Prezydent Turcji Recep Tayyip Erdogan w piątek oświadczył, że przyjęcie Finlandii i Szwecji byłoby błędem. Polityk stwierdził też, że nordyckie państwa są "schronieniem dla organizacji terrorystycznych".
Tureckiemu przywódcy nie podoba się szczególnie pomysł dołączenia Szwecji do Sojuszu Północnoatlantyckiego. Jak stwierdził, w tym kraju przebywają zwolennicy "radykalnych organizacji kurdyjskich".
Na słowa lidera Turcji zareagował szef fińskiego MSZ Pekka Haavisto. – Będziemy działać małymi krokami – oświadczył. – Tego rodzaju proces wymaga cierpliwości – dodał. Przypomniał przy tym, że Finlandia jest w koalicji antyterrorystycznej.

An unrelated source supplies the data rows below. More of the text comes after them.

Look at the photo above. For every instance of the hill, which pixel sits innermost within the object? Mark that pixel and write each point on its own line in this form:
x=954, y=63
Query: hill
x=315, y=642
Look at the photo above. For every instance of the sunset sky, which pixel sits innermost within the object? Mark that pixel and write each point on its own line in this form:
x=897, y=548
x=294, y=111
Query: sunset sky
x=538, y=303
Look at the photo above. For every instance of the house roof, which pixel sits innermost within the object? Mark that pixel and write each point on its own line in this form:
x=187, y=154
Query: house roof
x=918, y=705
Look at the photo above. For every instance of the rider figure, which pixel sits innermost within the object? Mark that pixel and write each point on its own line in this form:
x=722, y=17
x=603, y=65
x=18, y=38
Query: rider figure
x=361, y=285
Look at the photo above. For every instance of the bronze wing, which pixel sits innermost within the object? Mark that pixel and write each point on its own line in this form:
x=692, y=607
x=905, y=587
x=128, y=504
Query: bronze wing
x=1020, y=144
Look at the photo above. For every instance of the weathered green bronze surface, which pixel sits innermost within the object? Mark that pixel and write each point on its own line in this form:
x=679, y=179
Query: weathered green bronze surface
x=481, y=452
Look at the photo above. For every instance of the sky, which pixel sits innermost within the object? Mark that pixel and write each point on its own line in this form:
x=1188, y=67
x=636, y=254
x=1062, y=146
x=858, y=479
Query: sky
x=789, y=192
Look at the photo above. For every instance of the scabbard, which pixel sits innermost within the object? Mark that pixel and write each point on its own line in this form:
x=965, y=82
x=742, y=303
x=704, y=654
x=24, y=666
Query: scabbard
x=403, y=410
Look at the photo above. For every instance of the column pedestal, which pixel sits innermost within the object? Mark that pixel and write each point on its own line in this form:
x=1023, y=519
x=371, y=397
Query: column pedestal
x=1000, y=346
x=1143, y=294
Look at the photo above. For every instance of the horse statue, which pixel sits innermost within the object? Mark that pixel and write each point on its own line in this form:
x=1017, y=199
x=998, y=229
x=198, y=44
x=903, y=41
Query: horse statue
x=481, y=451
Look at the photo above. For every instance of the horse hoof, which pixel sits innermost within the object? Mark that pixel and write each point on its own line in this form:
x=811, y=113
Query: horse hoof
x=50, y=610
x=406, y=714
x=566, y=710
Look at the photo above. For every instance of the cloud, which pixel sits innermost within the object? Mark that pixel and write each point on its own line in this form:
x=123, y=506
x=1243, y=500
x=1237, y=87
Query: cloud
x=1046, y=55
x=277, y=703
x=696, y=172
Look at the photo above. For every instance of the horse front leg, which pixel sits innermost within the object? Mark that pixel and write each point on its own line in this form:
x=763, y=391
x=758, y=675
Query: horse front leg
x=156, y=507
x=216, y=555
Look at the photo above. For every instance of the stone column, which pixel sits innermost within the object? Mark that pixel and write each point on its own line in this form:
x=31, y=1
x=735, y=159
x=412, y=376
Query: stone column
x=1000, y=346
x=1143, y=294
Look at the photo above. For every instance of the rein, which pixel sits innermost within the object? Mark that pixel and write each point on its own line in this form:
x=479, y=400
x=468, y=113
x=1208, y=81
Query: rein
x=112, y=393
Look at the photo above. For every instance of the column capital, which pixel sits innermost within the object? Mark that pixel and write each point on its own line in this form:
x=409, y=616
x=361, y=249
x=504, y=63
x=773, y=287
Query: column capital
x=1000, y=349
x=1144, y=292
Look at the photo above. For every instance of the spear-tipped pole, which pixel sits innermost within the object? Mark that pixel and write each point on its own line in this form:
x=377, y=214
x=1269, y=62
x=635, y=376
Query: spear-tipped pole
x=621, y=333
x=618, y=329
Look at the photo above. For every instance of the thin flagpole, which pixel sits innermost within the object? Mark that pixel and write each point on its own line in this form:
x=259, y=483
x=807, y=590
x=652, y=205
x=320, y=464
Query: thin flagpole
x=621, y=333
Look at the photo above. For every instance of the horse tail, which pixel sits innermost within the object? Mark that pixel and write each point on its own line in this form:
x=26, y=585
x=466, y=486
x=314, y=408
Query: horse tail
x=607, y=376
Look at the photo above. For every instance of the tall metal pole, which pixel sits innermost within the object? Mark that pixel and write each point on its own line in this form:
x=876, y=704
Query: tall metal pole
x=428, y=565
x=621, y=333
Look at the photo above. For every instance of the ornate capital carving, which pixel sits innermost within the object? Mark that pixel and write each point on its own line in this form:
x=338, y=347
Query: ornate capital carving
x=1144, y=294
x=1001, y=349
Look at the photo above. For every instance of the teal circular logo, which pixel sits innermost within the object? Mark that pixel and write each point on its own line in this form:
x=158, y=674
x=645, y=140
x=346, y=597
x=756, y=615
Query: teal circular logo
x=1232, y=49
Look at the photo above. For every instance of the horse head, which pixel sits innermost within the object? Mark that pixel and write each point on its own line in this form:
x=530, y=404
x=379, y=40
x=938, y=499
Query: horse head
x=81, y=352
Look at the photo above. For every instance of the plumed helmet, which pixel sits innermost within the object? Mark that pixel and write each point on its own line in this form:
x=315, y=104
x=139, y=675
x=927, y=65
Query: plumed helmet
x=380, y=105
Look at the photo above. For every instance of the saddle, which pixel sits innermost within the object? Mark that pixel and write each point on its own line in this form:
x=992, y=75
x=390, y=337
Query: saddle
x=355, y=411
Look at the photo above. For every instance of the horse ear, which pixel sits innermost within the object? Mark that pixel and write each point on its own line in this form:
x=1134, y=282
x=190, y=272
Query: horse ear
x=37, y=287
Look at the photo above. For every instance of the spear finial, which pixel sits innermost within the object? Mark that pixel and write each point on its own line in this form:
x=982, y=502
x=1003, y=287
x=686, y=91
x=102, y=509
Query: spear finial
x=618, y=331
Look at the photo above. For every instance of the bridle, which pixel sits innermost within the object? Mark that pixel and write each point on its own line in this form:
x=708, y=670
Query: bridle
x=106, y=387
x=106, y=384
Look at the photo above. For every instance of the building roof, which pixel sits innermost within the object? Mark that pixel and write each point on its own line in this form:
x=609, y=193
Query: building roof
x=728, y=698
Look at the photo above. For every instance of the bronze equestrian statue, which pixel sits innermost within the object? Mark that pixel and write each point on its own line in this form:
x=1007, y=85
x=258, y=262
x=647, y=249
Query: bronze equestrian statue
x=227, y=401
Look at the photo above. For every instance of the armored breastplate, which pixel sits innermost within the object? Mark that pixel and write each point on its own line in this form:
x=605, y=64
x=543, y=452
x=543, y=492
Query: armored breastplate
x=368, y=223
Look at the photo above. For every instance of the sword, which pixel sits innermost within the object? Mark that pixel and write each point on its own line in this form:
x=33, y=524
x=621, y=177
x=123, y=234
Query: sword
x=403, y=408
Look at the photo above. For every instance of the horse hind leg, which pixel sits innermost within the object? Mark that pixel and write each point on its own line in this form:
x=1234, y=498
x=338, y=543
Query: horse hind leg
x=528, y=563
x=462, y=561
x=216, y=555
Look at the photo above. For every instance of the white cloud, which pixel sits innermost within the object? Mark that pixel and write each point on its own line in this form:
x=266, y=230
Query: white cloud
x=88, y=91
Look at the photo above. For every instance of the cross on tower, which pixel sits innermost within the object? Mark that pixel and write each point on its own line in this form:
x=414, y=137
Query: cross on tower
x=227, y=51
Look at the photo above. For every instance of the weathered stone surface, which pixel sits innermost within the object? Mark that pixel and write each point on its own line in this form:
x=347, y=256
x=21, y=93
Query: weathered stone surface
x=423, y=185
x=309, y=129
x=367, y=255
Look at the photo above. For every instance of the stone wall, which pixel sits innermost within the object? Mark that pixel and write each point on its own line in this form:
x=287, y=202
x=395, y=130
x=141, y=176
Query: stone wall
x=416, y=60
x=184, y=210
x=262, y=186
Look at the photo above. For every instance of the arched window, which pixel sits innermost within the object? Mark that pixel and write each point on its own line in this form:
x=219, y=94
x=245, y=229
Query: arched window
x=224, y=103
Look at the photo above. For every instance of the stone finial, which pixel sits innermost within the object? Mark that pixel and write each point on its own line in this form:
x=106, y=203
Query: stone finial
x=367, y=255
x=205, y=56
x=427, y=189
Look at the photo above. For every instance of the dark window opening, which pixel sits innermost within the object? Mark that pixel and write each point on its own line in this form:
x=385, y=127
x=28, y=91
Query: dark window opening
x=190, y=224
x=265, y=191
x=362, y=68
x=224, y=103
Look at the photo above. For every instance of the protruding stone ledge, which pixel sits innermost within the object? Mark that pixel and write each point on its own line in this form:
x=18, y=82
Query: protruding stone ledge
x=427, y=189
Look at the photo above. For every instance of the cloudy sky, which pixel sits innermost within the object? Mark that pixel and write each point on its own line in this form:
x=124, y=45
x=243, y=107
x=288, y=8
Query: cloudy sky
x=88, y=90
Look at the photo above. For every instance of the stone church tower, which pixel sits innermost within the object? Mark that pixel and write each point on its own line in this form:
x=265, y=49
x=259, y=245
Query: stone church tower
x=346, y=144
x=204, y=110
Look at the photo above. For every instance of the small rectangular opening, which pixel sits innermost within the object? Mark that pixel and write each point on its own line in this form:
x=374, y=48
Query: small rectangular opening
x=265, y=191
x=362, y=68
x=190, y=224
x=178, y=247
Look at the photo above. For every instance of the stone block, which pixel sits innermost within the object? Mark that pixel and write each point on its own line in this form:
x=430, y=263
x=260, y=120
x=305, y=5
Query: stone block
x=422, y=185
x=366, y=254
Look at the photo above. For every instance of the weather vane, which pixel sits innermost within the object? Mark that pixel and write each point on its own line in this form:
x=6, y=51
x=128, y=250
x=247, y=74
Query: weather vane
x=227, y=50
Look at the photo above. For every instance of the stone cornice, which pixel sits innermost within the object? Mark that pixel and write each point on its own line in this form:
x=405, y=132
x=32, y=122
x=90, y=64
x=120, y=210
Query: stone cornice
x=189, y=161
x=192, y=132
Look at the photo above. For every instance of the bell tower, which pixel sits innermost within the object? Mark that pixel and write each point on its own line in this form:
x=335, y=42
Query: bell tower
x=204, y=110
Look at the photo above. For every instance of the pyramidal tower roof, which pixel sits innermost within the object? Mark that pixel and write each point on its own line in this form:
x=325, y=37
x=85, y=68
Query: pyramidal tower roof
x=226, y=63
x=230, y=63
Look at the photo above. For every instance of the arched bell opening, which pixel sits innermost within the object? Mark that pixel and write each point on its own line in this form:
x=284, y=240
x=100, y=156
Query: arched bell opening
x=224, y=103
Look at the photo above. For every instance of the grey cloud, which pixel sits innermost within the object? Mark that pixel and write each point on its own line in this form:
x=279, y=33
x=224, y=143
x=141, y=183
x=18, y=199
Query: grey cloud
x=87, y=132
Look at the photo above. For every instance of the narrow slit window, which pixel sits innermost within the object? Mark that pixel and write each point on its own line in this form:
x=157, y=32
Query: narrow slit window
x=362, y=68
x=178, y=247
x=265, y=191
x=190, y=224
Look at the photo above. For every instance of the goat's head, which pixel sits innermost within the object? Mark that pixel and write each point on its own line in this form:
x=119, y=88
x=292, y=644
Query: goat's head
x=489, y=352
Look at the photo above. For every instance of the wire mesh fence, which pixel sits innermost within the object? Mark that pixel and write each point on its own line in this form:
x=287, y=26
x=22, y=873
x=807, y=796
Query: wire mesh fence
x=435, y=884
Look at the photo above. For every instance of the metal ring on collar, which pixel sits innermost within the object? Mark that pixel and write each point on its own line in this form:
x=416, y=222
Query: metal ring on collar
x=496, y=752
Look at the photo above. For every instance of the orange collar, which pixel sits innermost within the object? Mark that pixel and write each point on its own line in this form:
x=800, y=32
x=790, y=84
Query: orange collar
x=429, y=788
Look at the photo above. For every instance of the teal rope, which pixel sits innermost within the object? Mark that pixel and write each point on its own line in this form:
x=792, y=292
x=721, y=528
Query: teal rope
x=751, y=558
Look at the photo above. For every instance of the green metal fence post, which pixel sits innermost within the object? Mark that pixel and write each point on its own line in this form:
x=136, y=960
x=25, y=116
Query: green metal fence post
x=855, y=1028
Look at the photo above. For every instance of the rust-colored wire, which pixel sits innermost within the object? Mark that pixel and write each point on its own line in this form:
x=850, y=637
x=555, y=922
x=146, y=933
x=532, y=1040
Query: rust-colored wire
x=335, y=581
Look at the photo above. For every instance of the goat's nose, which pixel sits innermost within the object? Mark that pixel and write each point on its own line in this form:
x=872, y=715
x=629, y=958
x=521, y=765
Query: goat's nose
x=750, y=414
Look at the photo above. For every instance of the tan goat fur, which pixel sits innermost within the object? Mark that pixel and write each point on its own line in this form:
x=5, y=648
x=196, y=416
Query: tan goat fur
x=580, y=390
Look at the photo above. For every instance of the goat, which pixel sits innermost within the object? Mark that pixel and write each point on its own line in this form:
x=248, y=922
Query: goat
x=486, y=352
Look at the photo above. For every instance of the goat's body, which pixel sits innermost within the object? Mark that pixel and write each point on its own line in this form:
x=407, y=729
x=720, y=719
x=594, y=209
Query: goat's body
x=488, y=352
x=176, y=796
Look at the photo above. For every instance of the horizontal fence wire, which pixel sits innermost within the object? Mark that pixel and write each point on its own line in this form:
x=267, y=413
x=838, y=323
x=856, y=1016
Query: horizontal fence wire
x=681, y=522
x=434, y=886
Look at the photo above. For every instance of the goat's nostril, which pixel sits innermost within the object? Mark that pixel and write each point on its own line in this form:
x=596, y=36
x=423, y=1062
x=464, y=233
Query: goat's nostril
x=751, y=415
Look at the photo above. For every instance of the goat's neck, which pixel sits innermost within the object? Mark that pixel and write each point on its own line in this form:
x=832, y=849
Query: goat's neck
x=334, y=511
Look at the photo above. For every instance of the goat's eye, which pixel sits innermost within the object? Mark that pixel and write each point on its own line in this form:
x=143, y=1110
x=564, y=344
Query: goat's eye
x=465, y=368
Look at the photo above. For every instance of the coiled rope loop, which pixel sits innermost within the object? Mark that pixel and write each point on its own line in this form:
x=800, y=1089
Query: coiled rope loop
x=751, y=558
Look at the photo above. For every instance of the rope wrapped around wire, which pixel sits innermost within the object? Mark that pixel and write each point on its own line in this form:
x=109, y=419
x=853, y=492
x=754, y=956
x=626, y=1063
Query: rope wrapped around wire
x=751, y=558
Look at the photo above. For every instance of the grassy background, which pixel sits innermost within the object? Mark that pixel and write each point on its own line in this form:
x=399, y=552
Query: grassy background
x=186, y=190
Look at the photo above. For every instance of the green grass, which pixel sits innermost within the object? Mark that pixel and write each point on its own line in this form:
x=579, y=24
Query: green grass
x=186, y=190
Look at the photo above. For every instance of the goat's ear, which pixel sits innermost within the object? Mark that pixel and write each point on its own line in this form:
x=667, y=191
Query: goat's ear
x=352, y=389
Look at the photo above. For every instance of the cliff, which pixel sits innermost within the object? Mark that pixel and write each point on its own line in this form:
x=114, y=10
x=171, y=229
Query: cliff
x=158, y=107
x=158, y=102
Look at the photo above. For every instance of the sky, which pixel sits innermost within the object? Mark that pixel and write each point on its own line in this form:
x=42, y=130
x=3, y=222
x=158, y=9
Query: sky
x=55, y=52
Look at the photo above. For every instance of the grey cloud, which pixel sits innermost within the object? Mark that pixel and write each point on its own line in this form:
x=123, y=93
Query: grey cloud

Dalsza część artykułu znajduje się pod materiałem wideo
Fińska prasa: Erdogan stara się ugrać coś dla siebie
Dziennik "Ilta-Sanomat" jednak, że w swojej wypowiedzi Recep Tayyip Erdogan mówił przede wszystkim do Szwecji. W jego oświadczeniu nie było natomiast bezpośredniego odniesienia do Finlandii.
Fińska prasa przy ocenie wypowiedzi prezydenta Turcji stwierdza, że kraj ten "chce być usłyszany". Moment negocjacji dotyczących rozszerzenia NATO to idealna okazja dla Stambułu, by wyjść z geopolitycznego cienia. Dziennikarze fińscy obawiają się, że "Finlandia może stać się pionkiem w grze".
Toni Alaranta z Fińskiego Instytutu Spraw Międzynarodowych zauważył, że Recep Tayyip Erdogan – w zamian za zgodę na rozszerzenie Sojuszu – może wymagać od Zachodu np. uznania niepodległości Cypru Północnego, albo też zniesienia sankcji nałożonych na Turcję, w tym tych dotyczących broni.
Finlandia i Szwecja reagują na zagrożenie
Jeszcze parę tygodni temu wydawało się, że nordyckie państwa pozostaną poza NATO jeszcze przez długie lata. Ich optykę zmieniła jednak inwazja Rosji na Ukrainę. Po raz pierwszy zarówno Finowie, jak i Szwedzi, opowiadają się w większości za przystąpieniem ich państw do Sojuszu Północnoatlantyckiego.
Na drodze do realizacji tego celu może jednak stanąć nie tylko Turcja, lecz również Chorwacja. Prezydent Zoran Milanović zapowiedział, że jeżeli to on będzie reprezentował swój kraj na szczycie NATO, to zablokuje decyzję o rozszerzeniu Sojuszu.